One other point to remember about engagement is that the energy level of activities should go from low to high. If you have a discussion activity, and another activity that involves them moving around, then aim to have the discussion first before going into the moving activity. If you start off with the moving activity, then as soon as you come to the discussion activity they are going to be too excited to sit down and calmly discuss, and with all that extra energy it’s going to very quickly translate into people walking out of the room for a bathroom break or a glass of water just to walk it all off. If you do need to have a lower energy level activity immediately after the high energy activity, then aim to first have a break for 5-10 minutes. This gives them a chance to calm down and come back in a more suitable state for a lower energy activity.
2. Disinterested
Trainees lose interest for 2 reasons:

  • They don’t understand
  • They don’t see the point

If they don’t understand, it’s normally because your explanations have not been clear enough, but sometimes it’s also because for whatever reason certain trainees just weren’t paying attention. First of all, check to see if anyone else understands, and then get those people to explain to the ones that don’t understand. Remember, the key to engaging people is getting them involved, so don’t do for them what they can do for themselves; don’t explain something if someone else could do an equally good job.
When introducing a concept, or giving instructions, split it down into several key points. Order the key points in terms of simplicity, and let them build on top of each other. After you’ve introduced one key point, test them by asking questions to make sure they understand that point. If you structure your presentations like this then you can be certain that they understand because they will prove it to you!

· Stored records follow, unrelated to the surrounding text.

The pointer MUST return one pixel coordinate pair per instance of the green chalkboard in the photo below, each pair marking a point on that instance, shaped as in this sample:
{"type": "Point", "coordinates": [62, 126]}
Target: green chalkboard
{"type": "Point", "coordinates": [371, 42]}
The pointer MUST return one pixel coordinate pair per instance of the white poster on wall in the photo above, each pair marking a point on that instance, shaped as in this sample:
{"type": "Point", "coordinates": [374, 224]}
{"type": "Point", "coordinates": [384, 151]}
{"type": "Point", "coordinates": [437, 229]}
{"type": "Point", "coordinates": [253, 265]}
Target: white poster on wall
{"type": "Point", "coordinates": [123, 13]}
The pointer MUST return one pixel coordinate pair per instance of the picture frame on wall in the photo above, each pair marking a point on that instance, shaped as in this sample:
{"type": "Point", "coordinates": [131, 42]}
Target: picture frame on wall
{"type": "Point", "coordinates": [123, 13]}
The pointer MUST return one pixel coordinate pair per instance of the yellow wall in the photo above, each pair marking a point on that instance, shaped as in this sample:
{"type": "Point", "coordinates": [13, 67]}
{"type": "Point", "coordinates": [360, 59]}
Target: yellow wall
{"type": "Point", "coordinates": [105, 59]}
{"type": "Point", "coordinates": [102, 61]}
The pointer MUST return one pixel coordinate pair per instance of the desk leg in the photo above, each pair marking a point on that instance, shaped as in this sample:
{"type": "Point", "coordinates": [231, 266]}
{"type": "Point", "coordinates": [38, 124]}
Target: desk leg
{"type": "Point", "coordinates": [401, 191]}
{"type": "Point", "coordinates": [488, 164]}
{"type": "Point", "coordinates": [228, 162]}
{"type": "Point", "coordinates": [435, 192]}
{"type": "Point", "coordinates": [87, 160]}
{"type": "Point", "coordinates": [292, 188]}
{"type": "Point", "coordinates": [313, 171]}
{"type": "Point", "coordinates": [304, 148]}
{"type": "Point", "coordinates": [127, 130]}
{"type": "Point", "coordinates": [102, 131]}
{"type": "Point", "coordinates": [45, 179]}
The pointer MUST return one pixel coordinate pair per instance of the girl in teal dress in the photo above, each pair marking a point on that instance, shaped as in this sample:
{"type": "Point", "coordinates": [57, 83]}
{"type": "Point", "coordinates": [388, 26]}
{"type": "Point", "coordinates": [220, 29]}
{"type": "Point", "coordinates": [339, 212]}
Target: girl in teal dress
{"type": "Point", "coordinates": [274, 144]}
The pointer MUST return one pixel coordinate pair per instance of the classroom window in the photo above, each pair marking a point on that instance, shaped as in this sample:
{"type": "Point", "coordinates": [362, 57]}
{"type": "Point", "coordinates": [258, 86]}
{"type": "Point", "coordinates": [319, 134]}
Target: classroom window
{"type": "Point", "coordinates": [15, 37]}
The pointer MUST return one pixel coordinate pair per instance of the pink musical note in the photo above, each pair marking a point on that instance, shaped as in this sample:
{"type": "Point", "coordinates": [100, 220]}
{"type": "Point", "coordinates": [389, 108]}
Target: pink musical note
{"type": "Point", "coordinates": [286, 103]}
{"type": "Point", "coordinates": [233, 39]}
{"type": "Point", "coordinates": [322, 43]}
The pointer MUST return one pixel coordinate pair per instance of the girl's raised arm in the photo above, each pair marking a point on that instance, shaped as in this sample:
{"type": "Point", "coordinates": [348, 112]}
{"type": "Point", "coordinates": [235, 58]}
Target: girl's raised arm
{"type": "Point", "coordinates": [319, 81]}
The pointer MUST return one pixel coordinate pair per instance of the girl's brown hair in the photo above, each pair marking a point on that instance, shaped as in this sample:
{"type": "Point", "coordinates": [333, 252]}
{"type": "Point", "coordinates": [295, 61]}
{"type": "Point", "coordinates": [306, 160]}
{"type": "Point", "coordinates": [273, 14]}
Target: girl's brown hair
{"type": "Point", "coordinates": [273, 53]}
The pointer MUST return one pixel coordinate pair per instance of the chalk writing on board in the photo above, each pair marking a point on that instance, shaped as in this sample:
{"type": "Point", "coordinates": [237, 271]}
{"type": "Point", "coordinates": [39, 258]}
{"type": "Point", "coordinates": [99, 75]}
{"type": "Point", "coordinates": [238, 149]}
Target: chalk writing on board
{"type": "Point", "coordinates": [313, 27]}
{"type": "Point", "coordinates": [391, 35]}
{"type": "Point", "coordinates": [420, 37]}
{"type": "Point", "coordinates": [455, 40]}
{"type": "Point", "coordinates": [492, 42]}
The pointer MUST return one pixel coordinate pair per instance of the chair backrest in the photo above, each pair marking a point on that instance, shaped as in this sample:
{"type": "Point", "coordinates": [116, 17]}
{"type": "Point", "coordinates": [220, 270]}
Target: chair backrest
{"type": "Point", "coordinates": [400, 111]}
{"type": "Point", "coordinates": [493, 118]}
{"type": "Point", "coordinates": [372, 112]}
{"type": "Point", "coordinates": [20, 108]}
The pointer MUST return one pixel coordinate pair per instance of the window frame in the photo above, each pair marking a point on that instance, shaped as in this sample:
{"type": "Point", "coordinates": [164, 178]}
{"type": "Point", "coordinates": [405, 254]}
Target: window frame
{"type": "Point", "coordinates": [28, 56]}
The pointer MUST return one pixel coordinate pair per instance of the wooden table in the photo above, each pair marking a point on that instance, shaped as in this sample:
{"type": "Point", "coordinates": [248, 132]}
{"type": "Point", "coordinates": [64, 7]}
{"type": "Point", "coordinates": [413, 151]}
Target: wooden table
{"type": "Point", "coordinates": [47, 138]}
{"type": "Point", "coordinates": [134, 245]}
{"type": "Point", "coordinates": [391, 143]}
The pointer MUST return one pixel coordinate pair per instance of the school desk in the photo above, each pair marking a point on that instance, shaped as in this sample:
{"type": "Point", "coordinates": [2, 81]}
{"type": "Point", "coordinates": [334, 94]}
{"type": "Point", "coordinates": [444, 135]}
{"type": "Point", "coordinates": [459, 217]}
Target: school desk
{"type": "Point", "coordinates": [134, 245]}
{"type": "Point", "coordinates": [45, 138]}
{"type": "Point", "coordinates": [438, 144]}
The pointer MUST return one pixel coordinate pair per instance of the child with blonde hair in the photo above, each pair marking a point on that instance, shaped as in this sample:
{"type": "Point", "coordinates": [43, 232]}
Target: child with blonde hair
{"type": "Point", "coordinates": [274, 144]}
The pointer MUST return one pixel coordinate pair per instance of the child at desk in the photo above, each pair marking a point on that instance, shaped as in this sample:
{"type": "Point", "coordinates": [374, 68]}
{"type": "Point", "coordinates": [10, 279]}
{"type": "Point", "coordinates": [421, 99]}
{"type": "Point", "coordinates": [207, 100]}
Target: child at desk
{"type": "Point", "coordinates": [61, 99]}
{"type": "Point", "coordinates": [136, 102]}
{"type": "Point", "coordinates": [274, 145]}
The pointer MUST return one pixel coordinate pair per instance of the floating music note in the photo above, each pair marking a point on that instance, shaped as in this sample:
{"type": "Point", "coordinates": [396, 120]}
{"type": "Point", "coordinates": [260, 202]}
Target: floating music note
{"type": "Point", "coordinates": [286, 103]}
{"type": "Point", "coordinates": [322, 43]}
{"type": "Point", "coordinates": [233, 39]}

If they don’t see the point, it’s because you haven’t shown the value. I wrote here that during your training needs analysis, one of the questions you need to ask is Why. Why do the trainees need to do this? Why would the trainees want to do this? And knowing the answers to these questions, will help you answer this question; Why should they be interested?
Think about something the trainees themselves want to experience, or something they don’t want to experience, and how the training will help them with those experiences. Take some time during your introduction phase to get the trainees to share what they want or don’t want, and then show them how this will help them. Share your own stories of how this has helped you. Share other examples, show videos, pictures, or even allow the trainees to experience for themselves the benefit of this. Once they see the benefit, their focus will return.
3. Distracted
They can’t help being distracted. A lot of training takes place on a working day, during office hours. At these times, the trainees’ colleagues are still working, their bosses are still chasing deadlines, their customers are still expecting responses and their suppliers still need pushing. Furthermore, all sorts of personal issues may be on their mind; their child is sick, they have a bill to pay and so on. This is all beyond your control.
What is within your control though is how distracted trainees impact on the class. Distraction is like a cancer, it spreads, and if one person is distracted they can very easily distract others. If one person answers the phone during class, their voice may prevent others from hearing clearly what you are saying. Furthermore, if they see others answering the phone in class then they will feel it’s OK to do that and eventually end up doing it themselves. Same goes if two people are chatting amongst themselves. It’s up to you as the trainer to control this, remind them of the rules and crack down on them when they do start to misbehave.
This does not mean you have to be strict though. A simple friendly reminder is normally more than enough. Ask them politely if they could take the call outside of the training room, or pause to make any chatting trainees feel uncomfortable as they suddenly become the centre of attention.